Chia-Jung “Charlie” Liu

Part 1: A new method for optical measurement of proton polarization. A new method has been developed to measure the polarization of low energy (10 keV to 100 keV) protons. The basic principle of this method is based on a quantum beat measurement within the context of beam-foil spectroscopy. Following the beam-foil neutralization and excitation, the emitted 2P $\to$ 1S Ly-$\alpha$ photon is circularly polarized to a degree depending on the initial proton polarization and time of flight downstream from the exciter foil because of the hyperfine interaction between the proton and electron. The beam-foil technique was used for the first time to measure the proton polarization at BNL for its 20 keV polarized $H\sp{-}$ beam. The degree of circular polarization was analyzed by an optical polarimeter consisting of a $MgF\sb2$ retardation waveplate, a 4-mirror linear polarizer and a solar blind photomultiplier. Cascading into the 2P state from the higher excited states like 3D and 3S was taken into account in the data analysis. The result of the polarization measurement agrees with the measurement by the other two polarimeters in the beam line. The analyzing power of this polarimeter is 18.5 $\pm$ 0.05% at the optimum position. The given uncertainty is due principally to the uncertainty in the initial population production ratio of higher excited states to the 2P state. The overall detection efficiency of the beam-foil proton polarimeter is $\sim$4 $\times$ 10$\sp{-10}$. This polarimeter is equally useful as a polarization tuning and measuring device for both polarized $H\sp{+}$ and $H\sp{-}$ beams.

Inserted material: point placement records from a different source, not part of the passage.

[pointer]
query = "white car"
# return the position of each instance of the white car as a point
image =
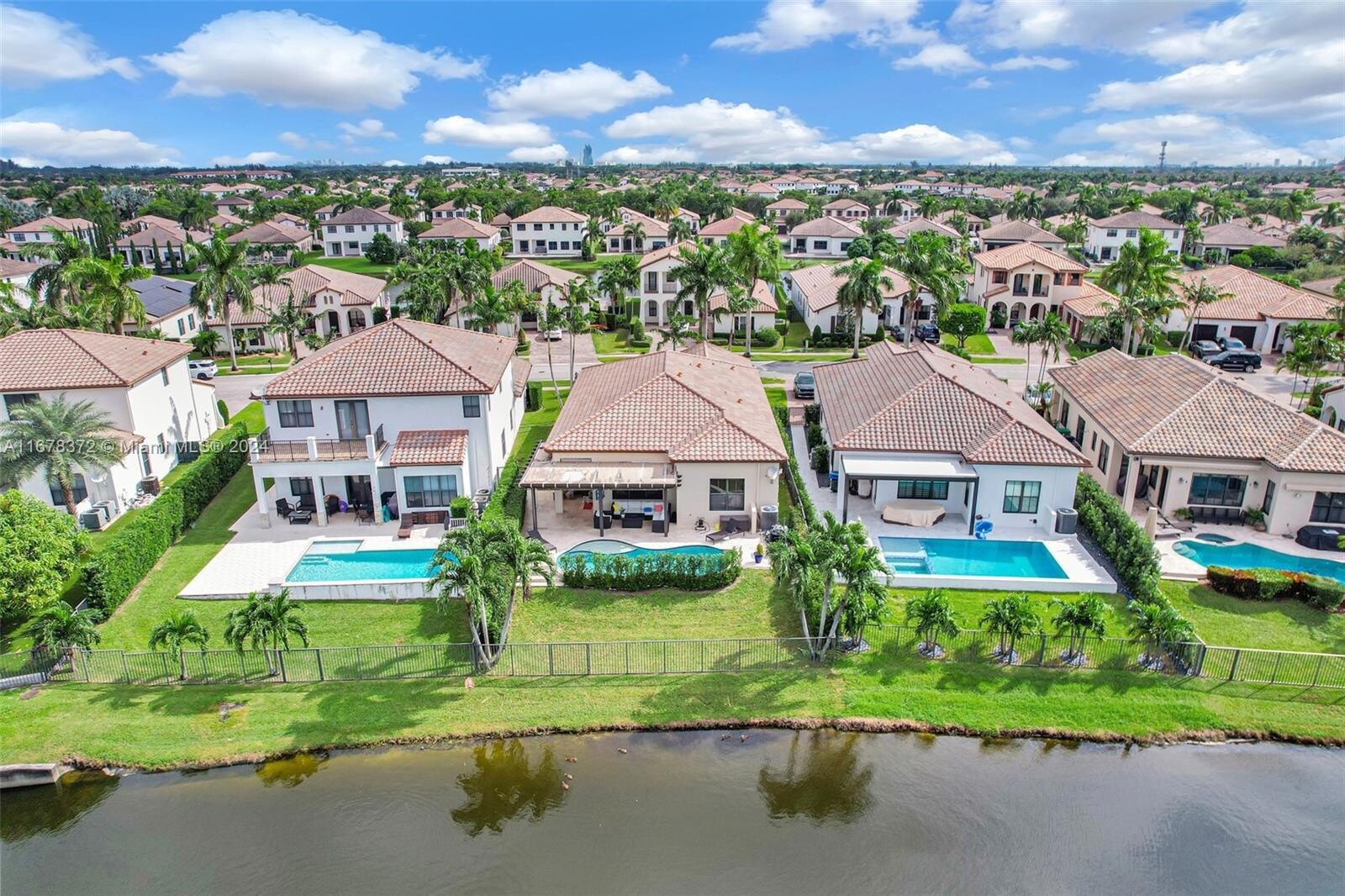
(205, 369)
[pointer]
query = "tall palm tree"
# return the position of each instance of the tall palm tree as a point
(175, 633)
(222, 268)
(62, 439)
(867, 282)
(105, 284)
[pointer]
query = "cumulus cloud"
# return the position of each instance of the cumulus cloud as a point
(486, 134)
(790, 24)
(576, 93)
(35, 47)
(45, 143)
(295, 60)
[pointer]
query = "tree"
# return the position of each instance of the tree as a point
(1010, 618)
(867, 282)
(40, 549)
(175, 633)
(931, 615)
(222, 284)
(62, 439)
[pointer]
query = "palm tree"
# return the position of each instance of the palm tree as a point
(175, 633)
(931, 615)
(62, 439)
(1010, 616)
(867, 282)
(105, 284)
(704, 271)
(222, 268)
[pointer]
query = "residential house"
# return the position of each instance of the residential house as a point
(677, 441)
(549, 232)
(156, 412)
(405, 416)
(349, 233)
(1179, 434)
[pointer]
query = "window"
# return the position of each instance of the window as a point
(1216, 490)
(728, 494)
(1328, 506)
(1021, 497)
(78, 488)
(923, 488)
(430, 492)
(295, 414)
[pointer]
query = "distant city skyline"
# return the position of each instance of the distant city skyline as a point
(787, 81)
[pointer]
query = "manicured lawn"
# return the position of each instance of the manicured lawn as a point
(1281, 625)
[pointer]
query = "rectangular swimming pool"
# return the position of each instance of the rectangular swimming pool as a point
(968, 557)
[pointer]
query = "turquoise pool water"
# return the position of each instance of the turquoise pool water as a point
(1247, 556)
(346, 561)
(970, 557)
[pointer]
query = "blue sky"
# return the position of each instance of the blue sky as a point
(1006, 81)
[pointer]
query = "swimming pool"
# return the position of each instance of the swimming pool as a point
(331, 561)
(968, 557)
(1247, 556)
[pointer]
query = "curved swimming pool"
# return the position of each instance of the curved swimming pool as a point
(1246, 556)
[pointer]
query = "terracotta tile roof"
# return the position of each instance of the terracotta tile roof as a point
(1026, 253)
(1257, 298)
(928, 401)
(701, 403)
(430, 447)
(42, 360)
(1177, 407)
(400, 356)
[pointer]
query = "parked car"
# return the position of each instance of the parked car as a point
(205, 369)
(804, 385)
(1203, 349)
(1235, 361)
(927, 333)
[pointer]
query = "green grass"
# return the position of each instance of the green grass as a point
(1281, 625)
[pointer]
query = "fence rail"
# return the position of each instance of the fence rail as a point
(662, 656)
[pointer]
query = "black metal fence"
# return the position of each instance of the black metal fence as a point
(884, 643)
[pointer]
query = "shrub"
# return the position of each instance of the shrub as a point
(645, 572)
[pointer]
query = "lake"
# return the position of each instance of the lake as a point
(697, 811)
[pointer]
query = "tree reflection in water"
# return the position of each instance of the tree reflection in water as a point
(826, 784)
(31, 811)
(504, 786)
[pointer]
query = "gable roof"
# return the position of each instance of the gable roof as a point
(50, 360)
(400, 356)
(701, 403)
(926, 400)
(1177, 407)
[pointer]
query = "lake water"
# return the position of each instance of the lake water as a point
(678, 813)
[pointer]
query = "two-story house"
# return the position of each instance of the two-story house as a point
(155, 410)
(405, 416)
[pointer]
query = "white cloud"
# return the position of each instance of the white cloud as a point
(293, 60)
(553, 152)
(1015, 64)
(486, 134)
(367, 128)
(943, 58)
(35, 47)
(576, 93)
(40, 143)
(789, 24)
(1305, 84)
(260, 158)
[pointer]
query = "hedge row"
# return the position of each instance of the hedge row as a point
(645, 572)
(1275, 584)
(128, 556)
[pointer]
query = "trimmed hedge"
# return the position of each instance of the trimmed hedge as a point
(1275, 584)
(645, 572)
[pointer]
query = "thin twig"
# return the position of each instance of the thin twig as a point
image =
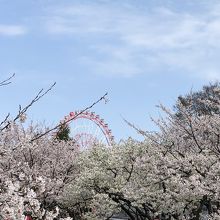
(7, 81)
(23, 110)
(67, 121)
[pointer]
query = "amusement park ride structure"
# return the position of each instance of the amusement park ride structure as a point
(87, 138)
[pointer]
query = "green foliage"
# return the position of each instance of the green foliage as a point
(203, 102)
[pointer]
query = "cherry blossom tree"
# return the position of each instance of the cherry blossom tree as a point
(173, 174)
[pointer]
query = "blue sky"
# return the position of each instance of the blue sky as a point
(141, 52)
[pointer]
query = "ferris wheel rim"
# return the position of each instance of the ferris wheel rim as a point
(95, 118)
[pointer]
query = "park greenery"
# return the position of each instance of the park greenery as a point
(174, 173)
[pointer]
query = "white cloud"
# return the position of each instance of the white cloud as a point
(135, 41)
(12, 30)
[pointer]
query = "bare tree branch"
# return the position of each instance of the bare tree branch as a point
(7, 81)
(23, 110)
(67, 121)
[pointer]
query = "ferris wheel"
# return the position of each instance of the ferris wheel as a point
(88, 129)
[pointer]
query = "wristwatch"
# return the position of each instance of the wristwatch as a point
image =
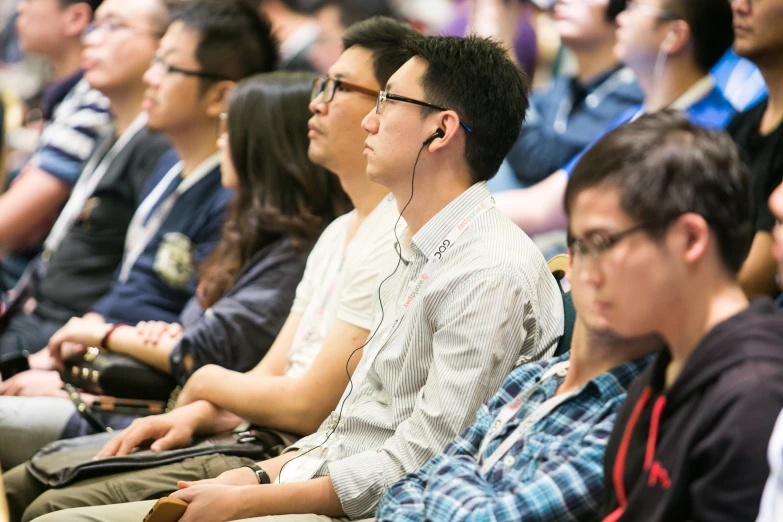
(263, 476)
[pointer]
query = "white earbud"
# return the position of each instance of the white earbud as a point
(668, 42)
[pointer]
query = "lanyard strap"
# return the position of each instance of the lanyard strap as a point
(424, 277)
(148, 219)
(92, 174)
(510, 411)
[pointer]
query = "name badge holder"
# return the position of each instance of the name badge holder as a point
(510, 411)
(331, 447)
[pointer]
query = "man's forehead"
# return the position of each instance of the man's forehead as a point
(354, 65)
(406, 78)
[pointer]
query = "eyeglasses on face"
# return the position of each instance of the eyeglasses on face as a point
(596, 244)
(655, 12)
(383, 96)
(326, 87)
(111, 27)
(159, 63)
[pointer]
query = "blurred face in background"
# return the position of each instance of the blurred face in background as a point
(44, 25)
(582, 23)
(757, 28)
(121, 43)
(336, 135)
(641, 33)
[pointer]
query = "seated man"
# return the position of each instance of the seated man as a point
(536, 449)
(441, 345)
(300, 381)
(671, 46)
(759, 132)
(75, 117)
(180, 217)
(676, 218)
(566, 117)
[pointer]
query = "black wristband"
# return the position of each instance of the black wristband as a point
(261, 475)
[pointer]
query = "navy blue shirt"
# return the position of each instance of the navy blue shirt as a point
(564, 119)
(162, 279)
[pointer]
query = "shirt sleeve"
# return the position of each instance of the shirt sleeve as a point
(470, 360)
(568, 489)
(405, 499)
(248, 320)
(71, 138)
(733, 456)
(620, 120)
(359, 290)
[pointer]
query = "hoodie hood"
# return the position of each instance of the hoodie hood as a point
(755, 333)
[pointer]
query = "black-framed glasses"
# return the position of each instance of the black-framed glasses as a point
(110, 27)
(159, 62)
(655, 12)
(328, 86)
(383, 96)
(596, 244)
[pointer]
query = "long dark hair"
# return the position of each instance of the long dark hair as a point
(280, 191)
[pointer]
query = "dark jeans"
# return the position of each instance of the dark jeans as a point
(29, 332)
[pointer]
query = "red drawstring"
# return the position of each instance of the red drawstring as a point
(622, 453)
(652, 439)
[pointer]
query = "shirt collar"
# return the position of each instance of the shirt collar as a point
(610, 384)
(428, 239)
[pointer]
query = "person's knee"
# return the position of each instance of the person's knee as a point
(49, 502)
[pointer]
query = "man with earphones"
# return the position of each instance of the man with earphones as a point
(759, 130)
(671, 45)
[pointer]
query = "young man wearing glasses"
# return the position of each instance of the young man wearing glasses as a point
(75, 116)
(659, 234)
(85, 245)
(301, 379)
(671, 45)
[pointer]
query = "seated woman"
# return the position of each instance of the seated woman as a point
(246, 288)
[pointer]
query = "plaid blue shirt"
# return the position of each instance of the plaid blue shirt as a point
(556, 470)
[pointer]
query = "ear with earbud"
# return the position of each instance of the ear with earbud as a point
(435, 135)
(669, 41)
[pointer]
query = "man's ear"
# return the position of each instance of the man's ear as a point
(77, 17)
(217, 97)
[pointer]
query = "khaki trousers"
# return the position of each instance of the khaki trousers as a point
(135, 511)
(28, 499)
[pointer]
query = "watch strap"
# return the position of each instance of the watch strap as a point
(261, 475)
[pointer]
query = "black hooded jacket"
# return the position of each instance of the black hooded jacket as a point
(697, 451)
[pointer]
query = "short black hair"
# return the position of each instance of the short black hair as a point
(384, 38)
(94, 4)
(354, 11)
(614, 8)
(712, 30)
(475, 77)
(665, 166)
(235, 42)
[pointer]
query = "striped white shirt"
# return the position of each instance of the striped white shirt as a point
(491, 305)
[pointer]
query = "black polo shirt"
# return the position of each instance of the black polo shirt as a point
(764, 154)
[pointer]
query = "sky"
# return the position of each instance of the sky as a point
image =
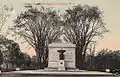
(111, 13)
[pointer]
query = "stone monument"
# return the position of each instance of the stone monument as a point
(61, 56)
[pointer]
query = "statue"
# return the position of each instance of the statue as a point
(61, 55)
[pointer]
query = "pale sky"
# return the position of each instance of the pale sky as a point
(111, 9)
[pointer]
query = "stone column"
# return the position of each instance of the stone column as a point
(61, 65)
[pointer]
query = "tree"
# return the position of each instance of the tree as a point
(1, 58)
(82, 25)
(4, 15)
(38, 27)
(10, 50)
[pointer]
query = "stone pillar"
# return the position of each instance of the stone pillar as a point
(61, 65)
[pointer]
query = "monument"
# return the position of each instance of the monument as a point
(61, 56)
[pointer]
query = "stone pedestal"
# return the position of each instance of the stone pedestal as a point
(61, 65)
(54, 55)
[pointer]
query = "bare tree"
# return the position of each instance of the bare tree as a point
(4, 15)
(38, 27)
(82, 25)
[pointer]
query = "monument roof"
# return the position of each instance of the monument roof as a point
(64, 45)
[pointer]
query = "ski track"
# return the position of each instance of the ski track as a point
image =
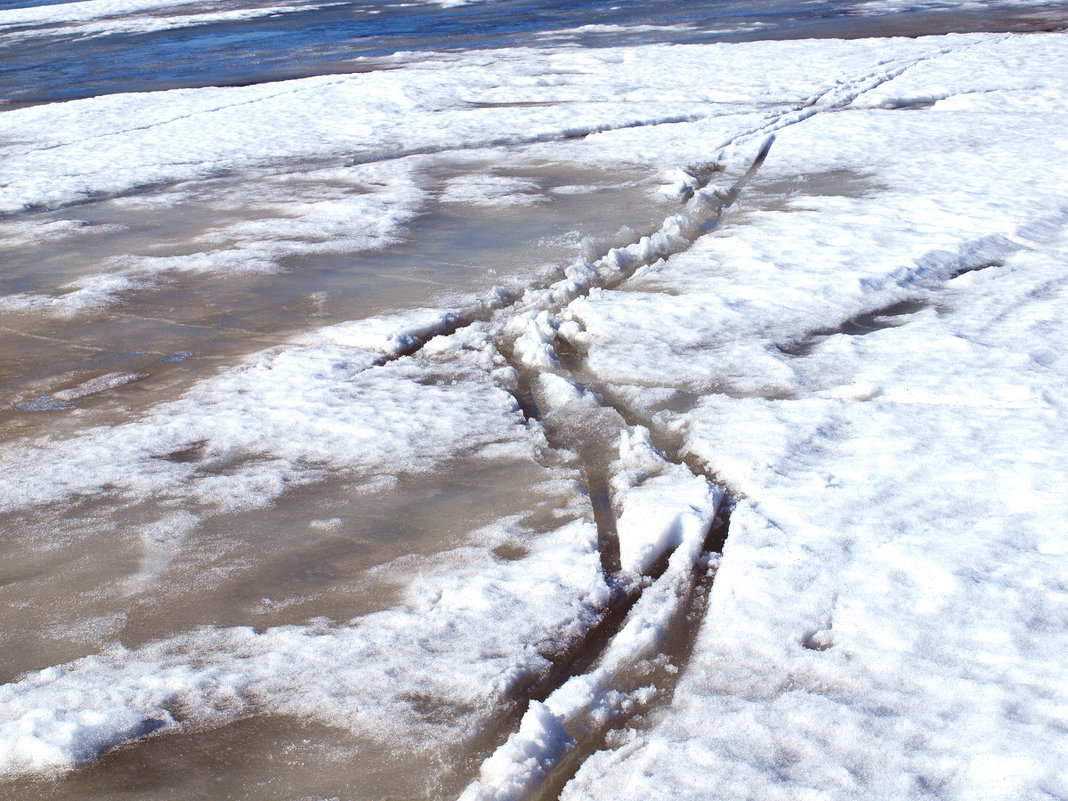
(605, 661)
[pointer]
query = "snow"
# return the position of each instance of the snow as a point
(286, 415)
(856, 335)
(889, 613)
(472, 629)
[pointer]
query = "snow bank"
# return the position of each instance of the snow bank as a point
(868, 356)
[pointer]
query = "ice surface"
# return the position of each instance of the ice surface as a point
(875, 371)
(419, 677)
(860, 338)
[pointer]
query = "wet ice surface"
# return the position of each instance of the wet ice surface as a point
(378, 459)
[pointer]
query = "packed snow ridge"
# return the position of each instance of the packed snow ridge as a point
(856, 332)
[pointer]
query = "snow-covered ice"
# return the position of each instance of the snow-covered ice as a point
(843, 340)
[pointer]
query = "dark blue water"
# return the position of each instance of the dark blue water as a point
(61, 63)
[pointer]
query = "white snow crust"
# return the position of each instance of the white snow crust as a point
(860, 339)
(889, 613)
(472, 629)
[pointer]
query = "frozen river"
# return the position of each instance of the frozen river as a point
(520, 401)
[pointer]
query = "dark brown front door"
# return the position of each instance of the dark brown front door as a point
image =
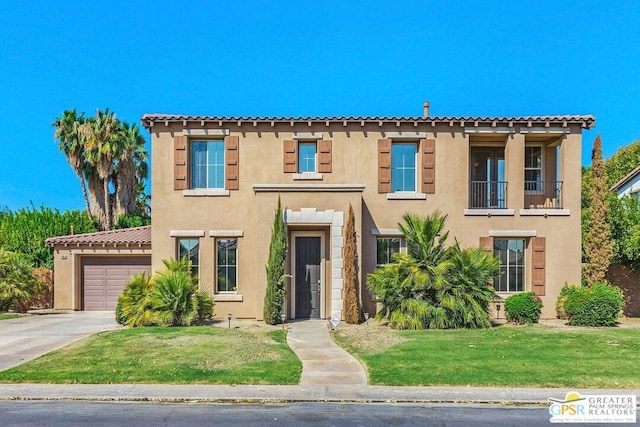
(307, 277)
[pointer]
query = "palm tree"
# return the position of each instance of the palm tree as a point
(67, 132)
(102, 146)
(131, 169)
(432, 285)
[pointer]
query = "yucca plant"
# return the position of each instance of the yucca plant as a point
(174, 299)
(134, 306)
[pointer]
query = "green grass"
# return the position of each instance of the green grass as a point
(505, 356)
(4, 316)
(193, 355)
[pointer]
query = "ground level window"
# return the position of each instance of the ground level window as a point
(227, 266)
(511, 253)
(190, 249)
(386, 247)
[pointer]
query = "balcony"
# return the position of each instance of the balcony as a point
(487, 194)
(543, 194)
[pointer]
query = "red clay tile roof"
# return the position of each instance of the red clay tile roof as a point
(586, 121)
(133, 236)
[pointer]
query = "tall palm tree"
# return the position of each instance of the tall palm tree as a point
(130, 170)
(67, 132)
(102, 146)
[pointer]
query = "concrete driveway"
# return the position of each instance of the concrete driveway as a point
(28, 337)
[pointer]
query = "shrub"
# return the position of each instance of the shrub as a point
(134, 305)
(205, 306)
(597, 305)
(523, 308)
(18, 284)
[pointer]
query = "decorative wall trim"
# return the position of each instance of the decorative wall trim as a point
(203, 192)
(545, 212)
(186, 233)
(386, 232)
(489, 212)
(307, 176)
(205, 132)
(513, 233)
(406, 195)
(226, 233)
(405, 135)
(307, 135)
(320, 188)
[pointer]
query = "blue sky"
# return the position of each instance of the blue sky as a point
(304, 58)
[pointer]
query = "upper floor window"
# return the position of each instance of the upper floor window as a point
(386, 247)
(227, 265)
(190, 249)
(306, 157)
(403, 167)
(533, 169)
(511, 253)
(207, 164)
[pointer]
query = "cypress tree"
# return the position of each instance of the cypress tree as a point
(352, 310)
(276, 264)
(598, 246)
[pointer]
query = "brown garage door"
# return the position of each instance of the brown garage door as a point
(103, 279)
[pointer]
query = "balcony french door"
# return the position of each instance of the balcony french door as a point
(488, 187)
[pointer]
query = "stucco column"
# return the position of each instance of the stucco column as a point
(514, 158)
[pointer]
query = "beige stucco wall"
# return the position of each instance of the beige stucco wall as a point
(354, 161)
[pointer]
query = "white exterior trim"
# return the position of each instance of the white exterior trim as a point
(405, 135)
(513, 233)
(205, 132)
(393, 232)
(545, 212)
(489, 212)
(226, 233)
(212, 192)
(186, 233)
(406, 195)
(341, 188)
(307, 176)
(307, 135)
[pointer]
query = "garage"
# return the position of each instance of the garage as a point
(90, 270)
(103, 279)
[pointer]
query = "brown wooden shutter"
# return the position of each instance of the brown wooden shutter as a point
(290, 156)
(324, 156)
(537, 277)
(180, 162)
(486, 243)
(231, 162)
(384, 166)
(428, 165)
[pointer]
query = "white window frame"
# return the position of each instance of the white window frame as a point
(207, 179)
(416, 146)
(524, 265)
(217, 291)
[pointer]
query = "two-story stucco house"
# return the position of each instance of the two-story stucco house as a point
(510, 184)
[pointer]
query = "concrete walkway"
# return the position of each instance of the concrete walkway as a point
(323, 362)
(25, 338)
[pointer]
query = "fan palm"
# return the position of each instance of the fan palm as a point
(67, 132)
(102, 146)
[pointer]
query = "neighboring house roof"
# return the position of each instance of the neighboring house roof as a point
(124, 236)
(585, 121)
(630, 176)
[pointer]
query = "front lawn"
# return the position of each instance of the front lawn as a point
(533, 356)
(192, 355)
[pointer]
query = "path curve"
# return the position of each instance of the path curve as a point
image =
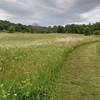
(79, 78)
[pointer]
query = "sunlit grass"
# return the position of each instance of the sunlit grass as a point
(28, 71)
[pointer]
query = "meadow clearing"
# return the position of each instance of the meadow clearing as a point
(49, 67)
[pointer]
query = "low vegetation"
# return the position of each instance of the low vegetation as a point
(30, 64)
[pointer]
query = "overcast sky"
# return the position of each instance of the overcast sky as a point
(50, 12)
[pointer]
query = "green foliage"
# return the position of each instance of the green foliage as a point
(28, 70)
(89, 29)
(96, 32)
(11, 29)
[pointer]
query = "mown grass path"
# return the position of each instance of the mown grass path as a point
(79, 78)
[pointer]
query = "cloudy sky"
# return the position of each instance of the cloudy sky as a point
(50, 12)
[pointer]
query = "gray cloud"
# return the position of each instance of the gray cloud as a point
(47, 12)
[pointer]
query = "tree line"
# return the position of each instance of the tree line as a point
(6, 26)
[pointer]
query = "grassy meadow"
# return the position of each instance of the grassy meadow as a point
(30, 64)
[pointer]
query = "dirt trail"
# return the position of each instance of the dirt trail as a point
(79, 78)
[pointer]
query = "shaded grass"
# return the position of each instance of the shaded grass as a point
(29, 73)
(79, 77)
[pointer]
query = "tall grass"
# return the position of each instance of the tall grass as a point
(29, 73)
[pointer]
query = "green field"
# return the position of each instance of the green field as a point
(49, 67)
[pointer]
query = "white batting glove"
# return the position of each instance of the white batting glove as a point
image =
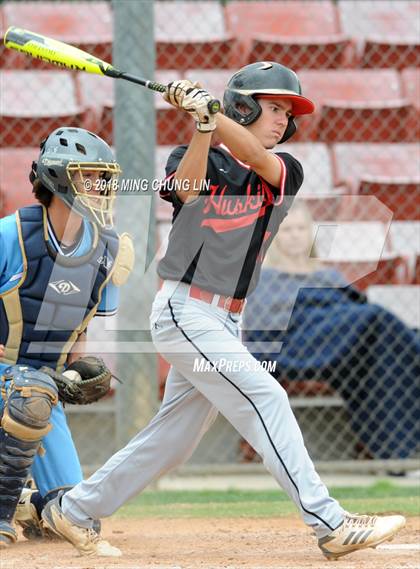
(191, 98)
(176, 91)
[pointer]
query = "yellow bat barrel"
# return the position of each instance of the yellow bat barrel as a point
(56, 52)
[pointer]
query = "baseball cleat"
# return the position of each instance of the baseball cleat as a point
(86, 540)
(359, 532)
(27, 518)
(7, 535)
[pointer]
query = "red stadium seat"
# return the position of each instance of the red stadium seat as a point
(355, 106)
(390, 172)
(387, 33)
(402, 300)
(391, 270)
(192, 34)
(15, 188)
(411, 90)
(296, 34)
(404, 239)
(417, 271)
(33, 103)
(87, 25)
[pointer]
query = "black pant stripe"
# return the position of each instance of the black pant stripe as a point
(258, 414)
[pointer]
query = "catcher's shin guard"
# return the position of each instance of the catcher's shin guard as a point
(29, 397)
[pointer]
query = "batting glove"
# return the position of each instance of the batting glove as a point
(191, 98)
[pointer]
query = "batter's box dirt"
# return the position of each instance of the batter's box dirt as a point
(277, 543)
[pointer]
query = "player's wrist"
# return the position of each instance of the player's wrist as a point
(205, 128)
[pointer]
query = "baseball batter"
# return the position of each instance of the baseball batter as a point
(228, 202)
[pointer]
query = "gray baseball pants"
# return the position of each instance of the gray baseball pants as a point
(211, 371)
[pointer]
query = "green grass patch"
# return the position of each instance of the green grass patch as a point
(383, 497)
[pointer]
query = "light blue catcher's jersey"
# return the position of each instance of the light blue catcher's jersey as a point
(11, 262)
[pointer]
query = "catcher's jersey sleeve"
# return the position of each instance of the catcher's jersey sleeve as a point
(11, 262)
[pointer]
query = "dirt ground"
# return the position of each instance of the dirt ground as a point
(279, 543)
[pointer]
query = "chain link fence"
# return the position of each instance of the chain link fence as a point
(346, 356)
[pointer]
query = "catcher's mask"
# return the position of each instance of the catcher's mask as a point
(262, 79)
(68, 159)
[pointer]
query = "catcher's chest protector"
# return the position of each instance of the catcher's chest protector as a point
(56, 296)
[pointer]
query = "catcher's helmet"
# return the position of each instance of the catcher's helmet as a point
(68, 150)
(264, 78)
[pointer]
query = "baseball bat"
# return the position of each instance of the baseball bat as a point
(65, 55)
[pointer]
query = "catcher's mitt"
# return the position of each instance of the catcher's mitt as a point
(85, 381)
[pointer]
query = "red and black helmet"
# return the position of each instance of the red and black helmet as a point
(264, 78)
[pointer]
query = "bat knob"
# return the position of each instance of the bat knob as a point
(214, 106)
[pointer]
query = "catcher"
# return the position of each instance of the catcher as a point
(61, 264)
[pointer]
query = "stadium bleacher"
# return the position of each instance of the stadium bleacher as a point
(298, 34)
(15, 188)
(362, 140)
(390, 172)
(192, 35)
(386, 34)
(355, 105)
(37, 110)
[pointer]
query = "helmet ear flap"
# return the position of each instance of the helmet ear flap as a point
(32, 173)
(290, 130)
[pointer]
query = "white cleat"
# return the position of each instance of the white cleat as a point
(27, 518)
(86, 540)
(359, 532)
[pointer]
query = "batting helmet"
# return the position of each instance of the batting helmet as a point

Part 2: Orientation of H(2P) by beam-tilted-foil interaction. The circular polarization of Ly-$\alpha$ photons resulting from beam-tilted-foil interaction was measured between 9 keV and 20 keV with foil tilt angles up to 60$\sp\circ$. The work represents the first data of beam-tilted-foil experiment on proton, the simplest projectile in heavy ion beam foil interaction. The data is important in regards of the importance of the surface effect in beam-foil interaction process. Various models used to fit the data are discussed.